Le Groupe des travaux maritimes (GTM) et la China Harbour Engineering Company (CHEC) ont signé mardi 27 mai 2026 à Alger un mémorandum d’entente pour la création d’une société mixte algéro-chinoise spécialisée dans le dragage des ports nationaux. La cérémonie s’est tenue au siège du ministère des Travaux publics sous la présidence du ministre Abdelkader Djellaou.

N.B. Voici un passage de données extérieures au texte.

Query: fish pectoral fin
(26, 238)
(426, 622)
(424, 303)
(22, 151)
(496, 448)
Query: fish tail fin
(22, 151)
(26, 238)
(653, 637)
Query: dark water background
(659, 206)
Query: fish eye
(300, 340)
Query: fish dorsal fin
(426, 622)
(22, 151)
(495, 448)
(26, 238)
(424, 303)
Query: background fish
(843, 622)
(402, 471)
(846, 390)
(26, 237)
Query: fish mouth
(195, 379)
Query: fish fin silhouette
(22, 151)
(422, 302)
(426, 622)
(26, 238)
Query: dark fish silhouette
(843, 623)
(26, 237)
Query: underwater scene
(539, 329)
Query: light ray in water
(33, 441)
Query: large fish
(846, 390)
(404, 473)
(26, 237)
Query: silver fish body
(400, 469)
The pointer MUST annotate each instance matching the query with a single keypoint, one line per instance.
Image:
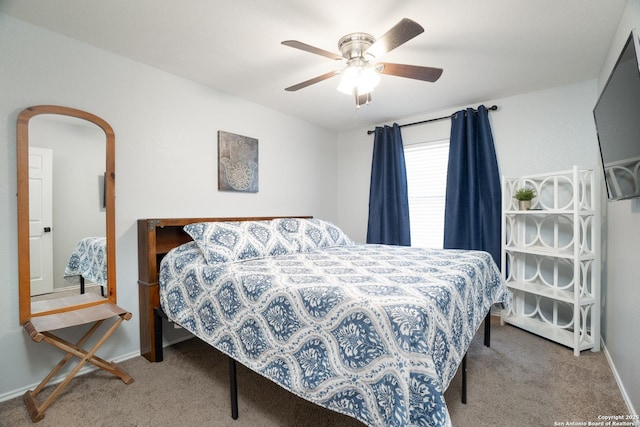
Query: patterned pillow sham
(238, 241)
(312, 233)
(245, 240)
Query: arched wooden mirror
(66, 210)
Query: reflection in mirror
(65, 210)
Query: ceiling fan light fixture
(358, 77)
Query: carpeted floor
(521, 380)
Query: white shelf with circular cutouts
(551, 257)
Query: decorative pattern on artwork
(371, 331)
(237, 163)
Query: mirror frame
(24, 263)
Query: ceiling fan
(360, 52)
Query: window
(427, 186)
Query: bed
(88, 262)
(371, 331)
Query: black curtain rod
(492, 108)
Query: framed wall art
(237, 163)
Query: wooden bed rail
(156, 237)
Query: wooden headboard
(156, 237)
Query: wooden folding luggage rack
(39, 329)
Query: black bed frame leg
(464, 379)
(233, 388)
(158, 315)
(487, 329)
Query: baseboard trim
(623, 391)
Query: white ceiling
(488, 49)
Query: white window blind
(427, 185)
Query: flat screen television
(617, 117)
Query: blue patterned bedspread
(371, 331)
(88, 260)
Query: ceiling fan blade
(311, 81)
(428, 74)
(311, 49)
(363, 99)
(401, 33)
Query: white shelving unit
(551, 257)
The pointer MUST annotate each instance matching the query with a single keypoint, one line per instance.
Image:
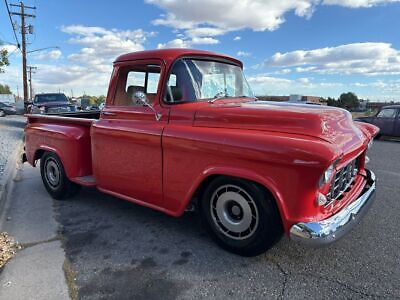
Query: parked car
(6, 109)
(181, 128)
(50, 103)
(387, 119)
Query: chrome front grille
(342, 182)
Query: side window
(136, 79)
(152, 83)
(387, 113)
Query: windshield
(197, 80)
(50, 98)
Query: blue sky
(309, 47)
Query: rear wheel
(241, 216)
(54, 178)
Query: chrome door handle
(108, 113)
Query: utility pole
(24, 29)
(31, 70)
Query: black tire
(54, 178)
(217, 208)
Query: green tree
(3, 60)
(349, 100)
(100, 99)
(5, 89)
(332, 102)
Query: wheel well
(202, 187)
(38, 154)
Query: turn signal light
(321, 199)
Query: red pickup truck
(181, 128)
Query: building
(295, 99)
(7, 98)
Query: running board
(85, 180)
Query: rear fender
(70, 143)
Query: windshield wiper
(217, 96)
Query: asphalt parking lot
(119, 250)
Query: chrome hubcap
(52, 173)
(234, 212)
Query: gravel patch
(11, 133)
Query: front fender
(246, 174)
(70, 142)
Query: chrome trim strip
(331, 229)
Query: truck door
(385, 120)
(397, 124)
(126, 141)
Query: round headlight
(327, 176)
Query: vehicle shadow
(121, 250)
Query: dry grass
(8, 248)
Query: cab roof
(170, 55)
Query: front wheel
(241, 216)
(54, 178)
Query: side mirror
(142, 98)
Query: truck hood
(327, 123)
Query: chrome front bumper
(330, 230)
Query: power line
(12, 25)
(24, 31)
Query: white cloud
(47, 55)
(229, 15)
(264, 84)
(208, 18)
(9, 48)
(204, 32)
(358, 3)
(243, 53)
(357, 58)
(87, 70)
(176, 43)
(204, 41)
(187, 43)
(102, 46)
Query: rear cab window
(139, 78)
(387, 113)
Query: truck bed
(67, 135)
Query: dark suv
(7, 109)
(387, 119)
(50, 104)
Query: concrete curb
(7, 180)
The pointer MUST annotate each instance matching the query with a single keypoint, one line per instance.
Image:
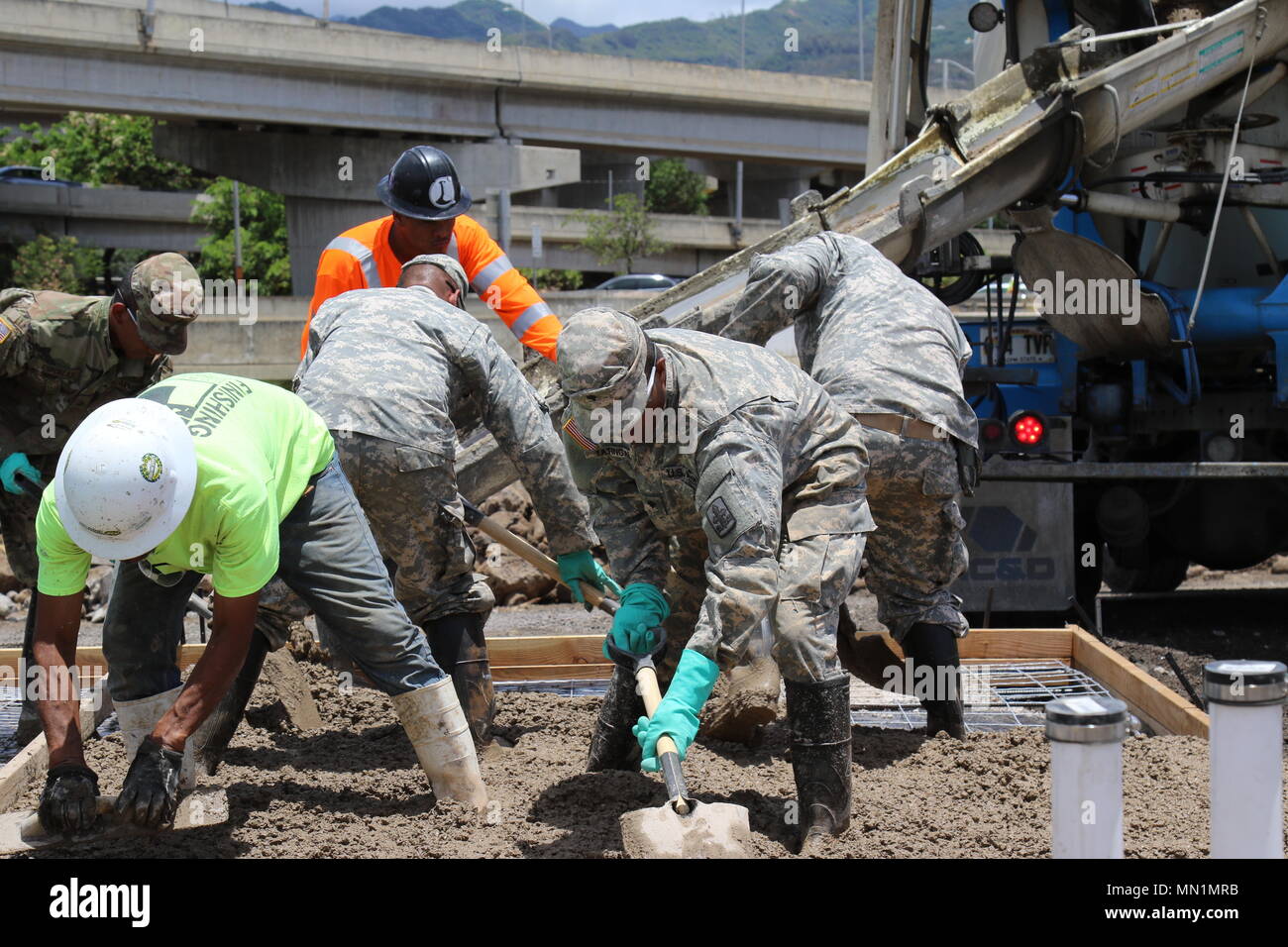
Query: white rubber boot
(437, 727)
(140, 718)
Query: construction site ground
(353, 789)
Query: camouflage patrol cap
(165, 294)
(603, 359)
(449, 264)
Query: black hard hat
(424, 184)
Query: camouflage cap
(163, 292)
(449, 264)
(603, 359)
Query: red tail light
(1028, 428)
(992, 433)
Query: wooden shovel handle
(647, 681)
(540, 561)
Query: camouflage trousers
(915, 551)
(416, 515)
(815, 575)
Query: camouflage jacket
(877, 341)
(761, 454)
(404, 367)
(56, 361)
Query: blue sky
(585, 12)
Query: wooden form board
(580, 657)
(33, 761)
(1157, 705)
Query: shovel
(682, 827)
(531, 554)
(21, 831)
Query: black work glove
(69, 800)
(151, 789)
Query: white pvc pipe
(1247, 781)
(1086, 800)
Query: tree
(622, 235)
(553, 278)
(99, 149)
(60, 264)
(673, 188)
(263, 223)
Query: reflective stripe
(361, 253)
(490, 273)
(531, 316)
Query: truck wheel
(1160, 574)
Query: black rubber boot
(210, 741)
(29, 720)
(818, 715)
(940, 690)
(460, 650)
(612, 745)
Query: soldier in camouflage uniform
(747, 463)
(394, 372)
(62, 357)
(892, 355)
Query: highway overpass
(318, 111)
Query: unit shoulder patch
(720, 517)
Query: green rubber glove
(643, 607)
(581, 567)
(17, 466)
(678, 712)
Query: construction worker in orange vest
(429, 205)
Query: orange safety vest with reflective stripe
(361, 258)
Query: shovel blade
(711, 830)
(21, 831)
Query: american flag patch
(575, 433)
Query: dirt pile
(353, 789)
(511, 579)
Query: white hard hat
(125, 478)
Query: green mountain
(825, 40)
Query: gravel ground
(355, 789)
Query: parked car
(30, 174)
(639, 281)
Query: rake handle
(531, 554)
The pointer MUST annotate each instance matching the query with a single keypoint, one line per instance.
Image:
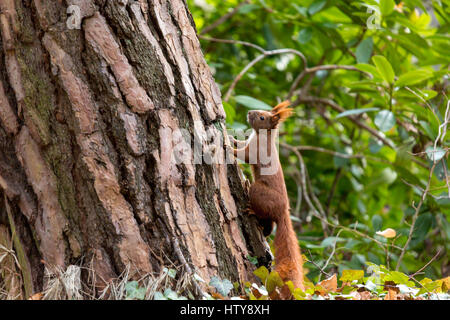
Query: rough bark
(86, 142)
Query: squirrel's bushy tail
(288, 259)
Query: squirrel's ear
(281, 106)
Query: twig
(305, 189)
(426, 265)
(416, 214)
(332, 253)
(313, 70)
(256, 60)
(244, 43)
(323, 219)
(317, 266)
(338, 108)
(224, 18)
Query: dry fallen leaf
(391, 295)
(36, 296)
(365, 295)
(387, 233)
(330, 284)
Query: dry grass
(69, 285)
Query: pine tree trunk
(89, 107)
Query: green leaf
(252, 103)
(377, 222)
(413, 77)
(222, 286)
(134, 292)
(159, 296)
(386, 7)
(398, 278)
(384, 68)
(229, 111)
(246, 8)
(316, 6)
(305, 35)
(355, 111)
(364, 50)
(422, 226)
(428, 130)
(330, 241)
(435, 155)
(369, 69)
(253, 260)
(385, 120)
(273, 281)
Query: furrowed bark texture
(86, 144)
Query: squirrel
(268, 195)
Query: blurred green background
(382, 66)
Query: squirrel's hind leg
(265, 202)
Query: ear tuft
(281, 106)
(281, 111)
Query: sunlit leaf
(384, 68)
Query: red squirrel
(268, 195)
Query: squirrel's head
(260, 119)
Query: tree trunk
(90, 104)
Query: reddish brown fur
(269, 199)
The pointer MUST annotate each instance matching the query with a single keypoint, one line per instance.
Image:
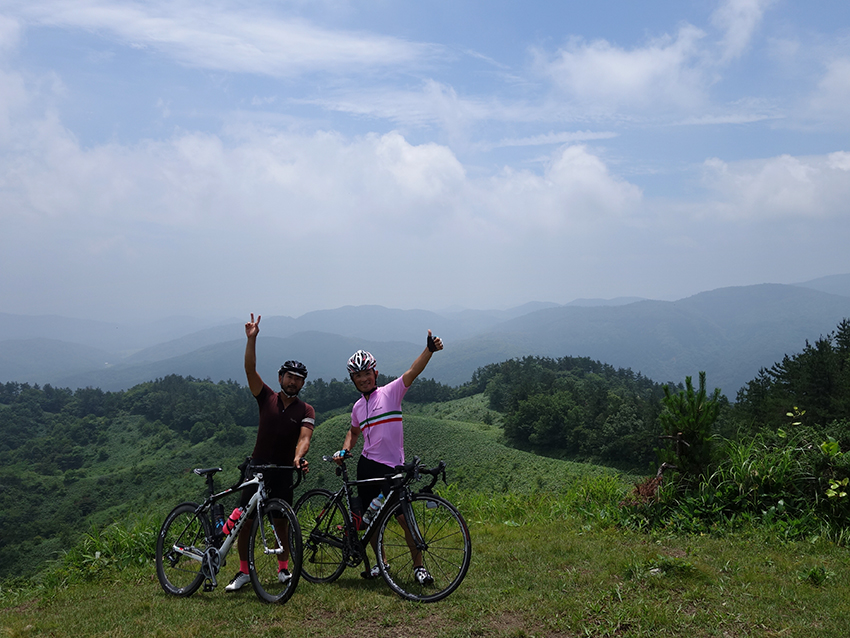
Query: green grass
(548, 559)
(566, 575)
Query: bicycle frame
(398, 491)
(212, 558)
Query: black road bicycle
(412, 527)
(190, 551)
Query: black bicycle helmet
(294, 367)
(361, 360)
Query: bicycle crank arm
(189, 552)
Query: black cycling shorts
(366, 469)
(278, 485)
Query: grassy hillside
(477, 458)
(559, 572)
(132, 468)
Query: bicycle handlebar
(247, 466)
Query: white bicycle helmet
(361, 360)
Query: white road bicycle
(190, 551)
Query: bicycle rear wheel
(446, 555)
(275, 535)
(180, 548)
(323, 526)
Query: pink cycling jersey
(379, 419)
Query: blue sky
(220, 158)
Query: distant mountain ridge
(730, 333)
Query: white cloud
(806, 188)
(563, 137)
(231, 38)
(662, 72)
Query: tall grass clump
(792, 485)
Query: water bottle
(231, 521)
(218, 518)
(374, 507)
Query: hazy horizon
(189, 159)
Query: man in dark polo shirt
(283, 438)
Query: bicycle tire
(179, 574)
(267, 539)
(322, 533)
(447, 554)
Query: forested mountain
(730, 333)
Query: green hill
(110, 468)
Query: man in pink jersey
(377, 415)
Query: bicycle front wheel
(323, 526)
(180, 549)
(275, 537)
(445, 552)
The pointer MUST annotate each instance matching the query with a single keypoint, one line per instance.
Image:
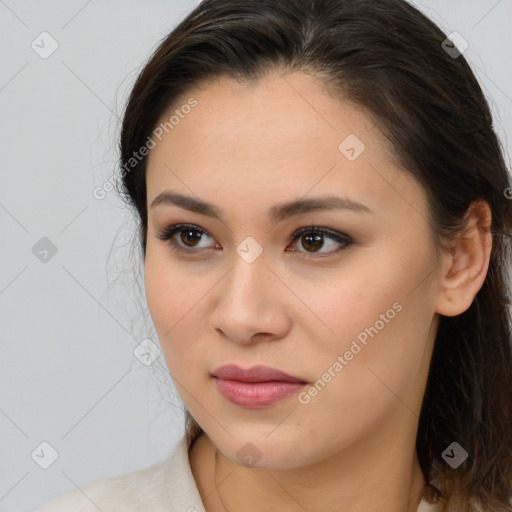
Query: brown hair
(387, 57)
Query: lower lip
(256, 395)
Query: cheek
(176, 300)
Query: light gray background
(68, 327)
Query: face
(314, 258)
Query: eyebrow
(277, 213)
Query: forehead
(281, 134)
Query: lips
(256, 387)
(255, 374)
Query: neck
(373, 478)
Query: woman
(325, 224)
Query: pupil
(315, 240)
(190, 234)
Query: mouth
(256, 387)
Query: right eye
(189, 235)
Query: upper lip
(258, 373)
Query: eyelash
(341, 238)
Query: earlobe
(466, 266)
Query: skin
(246, 148)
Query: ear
(465, 268)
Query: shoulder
(128, 492)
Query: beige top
(167, 486)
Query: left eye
(311, 238)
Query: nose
(251, 304)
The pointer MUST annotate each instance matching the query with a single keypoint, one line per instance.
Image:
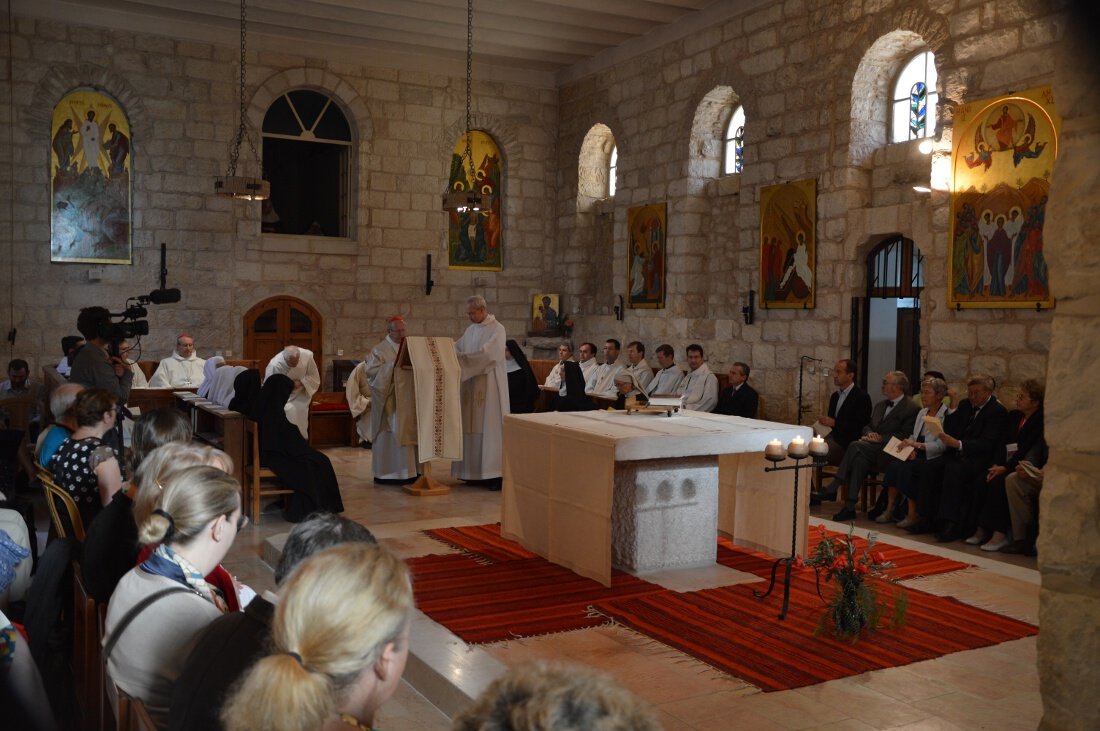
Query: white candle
(798, 447)
(774, 450)
(818, 447)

La signature engage le PDG du GTM, Moustapha Saïdani, et le directeur général de CHEC, Sun Yingguan. Étaient également présents les responsables de l’Agence nationale de réalisation des infrastructures portuaires (ANRIP), de la Méditerranéenne des travaux maritimes (MEDITRAM), de l’Entreprise algérienne de dragage des infrastructures portuaires et hydrauliques (Aldiph) et du Laboratoire des études maritimes (LEM). L’accord intervient en application des instructions du président Abdelmadjid Tebboune, données lors du Conseil des ministres du 19 avril 2026.
Un déficit de profondeurs qui pèse sur l’exploitation portuaire
La future joint-venture aura pour mission de rétablir les profondeurs réglementaires dans les quais, bassins et chenaux de navigation des ports algériens. Ces travaux visent à permettre l’accostage de navires de plus grande capacité, une contrainte technique qui limite aujourd’hui les performances commerciales de plusieurs infrastructures du pays. Le GTM, créé en septembre 2024 par décision du Conseil des Participations de l’État, avait précisément été conçu pour renforcer les capacités nationales dans ce secteur, insuffisantes face à l’ampleur des chantiers prévus.
CHEC, un opérateur déjà ancré dans les infrastructures algériennes
Pour Pékin, cet accord prolonge une présence portuaire déjà substantielle. En 2019, CHEC avait décroché auprès de Sonatrach un contrat de 445 millions de dollars pour la construction d’une jetée GNL au port de Skikda. En février 2024, la même entreprise, à la tête d’un consortium incluant Cosider-TP et MEDITRAM, avait remporté le contrat d’extension du port minéralier d’Annaba — infrastructure directement liée à un partenariat phosphatier sino-algérien de 7 milliards de dollars signé en 2022. Cet accord compléterait un dispositif industriel chinois déjà opérationnel sur la façade maritime algérienne, alors que Tunis et Rabat entretiennent eux aussi des relations infrastructurelles croissantes avec Pékin.
Les modalités de la joint-venture — répartition du capital, conditions de transfert de technologie, parc d’équipements — n’ont pas été rendues publiques à l’issue de la signature. La prochaine étape formelle devrait être la constitution juridique de la société, dont le calendrier n’a pas été précisé par le ministère.